El radiotransmisor estaba en el dormitorio; era un aparato complicado, con cables, diales y palancas. Había algo que tenía el aspecto de un pulsador de telégrafo morse; lo tocó para ver qué sucedía y emitió un «bi». Súbitamente, su memoria rescató algo de una historia de suspenso escolar; el código Morse para el SOS. Volvió a presionar el pulsador, tres cortos, tres largos, tres cortos.

¿Dónde estaba Tom?

Oyó un ruido y corrió a la ventana.

El jeep subía la cuesta hacia la casa.

Henry había descubierto la trampa y empleado la gasolina para llenar el tanque.

¿Dónde estaba Tom?

Se precipitó fuera de la habitación con la intención de ir a la despensa, pero al pie de la escalera se detuvo. Bob estaba parado en la abertura de la puerta que daba a la otra habitación, a la vacía.

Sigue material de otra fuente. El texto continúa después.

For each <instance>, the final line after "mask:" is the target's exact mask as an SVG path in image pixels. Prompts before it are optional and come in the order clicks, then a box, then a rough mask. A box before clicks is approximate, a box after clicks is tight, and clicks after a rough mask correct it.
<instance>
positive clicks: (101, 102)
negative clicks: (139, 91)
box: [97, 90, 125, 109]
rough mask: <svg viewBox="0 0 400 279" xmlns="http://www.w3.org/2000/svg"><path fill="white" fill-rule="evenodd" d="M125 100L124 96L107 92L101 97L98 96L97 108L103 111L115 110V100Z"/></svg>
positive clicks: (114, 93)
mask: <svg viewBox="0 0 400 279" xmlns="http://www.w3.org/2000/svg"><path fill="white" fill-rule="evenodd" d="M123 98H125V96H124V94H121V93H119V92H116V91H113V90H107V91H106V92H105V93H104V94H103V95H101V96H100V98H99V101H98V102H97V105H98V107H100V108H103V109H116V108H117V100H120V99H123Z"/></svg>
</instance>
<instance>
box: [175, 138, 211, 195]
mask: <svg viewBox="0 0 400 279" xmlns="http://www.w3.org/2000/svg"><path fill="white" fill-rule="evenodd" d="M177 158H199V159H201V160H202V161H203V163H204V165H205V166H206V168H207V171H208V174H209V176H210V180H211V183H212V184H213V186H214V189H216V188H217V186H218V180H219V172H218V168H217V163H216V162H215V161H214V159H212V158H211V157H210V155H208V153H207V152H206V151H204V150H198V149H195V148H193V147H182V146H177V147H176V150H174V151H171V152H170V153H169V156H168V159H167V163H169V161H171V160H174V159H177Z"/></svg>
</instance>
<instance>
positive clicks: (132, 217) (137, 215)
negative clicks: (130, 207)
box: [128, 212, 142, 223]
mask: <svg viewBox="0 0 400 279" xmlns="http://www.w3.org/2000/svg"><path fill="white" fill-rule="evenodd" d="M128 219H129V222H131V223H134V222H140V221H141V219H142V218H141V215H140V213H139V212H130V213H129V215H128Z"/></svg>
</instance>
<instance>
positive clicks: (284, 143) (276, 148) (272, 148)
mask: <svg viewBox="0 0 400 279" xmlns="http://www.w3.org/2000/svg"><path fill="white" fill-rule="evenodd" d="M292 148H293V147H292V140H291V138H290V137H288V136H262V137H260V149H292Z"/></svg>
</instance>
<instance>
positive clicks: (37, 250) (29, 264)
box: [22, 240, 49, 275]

—Ven, Bob —le dijo ella. El perro no se movió, sino que se puso a ladrar. Ella fue hacia él y se inclinó para acariciarle.

Entonces vio a Tom.

Estaba tirado de espaldas sobre los tablones del piso en la habitación vacía, sus ojos sin mirada estaban fijos en el cielo raso, su gorra vuelta del revés, detrás de su cabeza. Tenía la chaqueta abierta, se veía una pequeña mancha de sangre en la camisa, y cerca de su mano un botellón de whisky, y Lucy se encontró pensando absurdamente: «No sabía que bebiera tanto.»

Le tomó el pulso.

Estaba muerto.

«Piensa, piensa.»

El día anterior había retornado a su casa maltrecho, como si hubiera estado en una refriega. Eso debió de haber sido cuando asesinó a David. Hoy había venido aquí, a la cabaña de Tom, «a buscar a David», según dijo. Pero, naturalmente, sabía muy bien que David no estaba allí. Entonces, ¿para qué había ido? Evidentemente, para matar a Tom.

Ahora estaba completamente sola.

Cogió al perro por el collar y lo apartó de la proximidad del cuerpo de su amo. Llevada por un impulso, volvió y abotonó la chaqueta por encima de la pequeña herida dejada por el estilete que había matado a Tom. Luego cerró la puerta, volvió a la habitación de delante y miró por la ventana.

El jeep llegó hasta el frente de la casa y se detuvo. Henry bajó.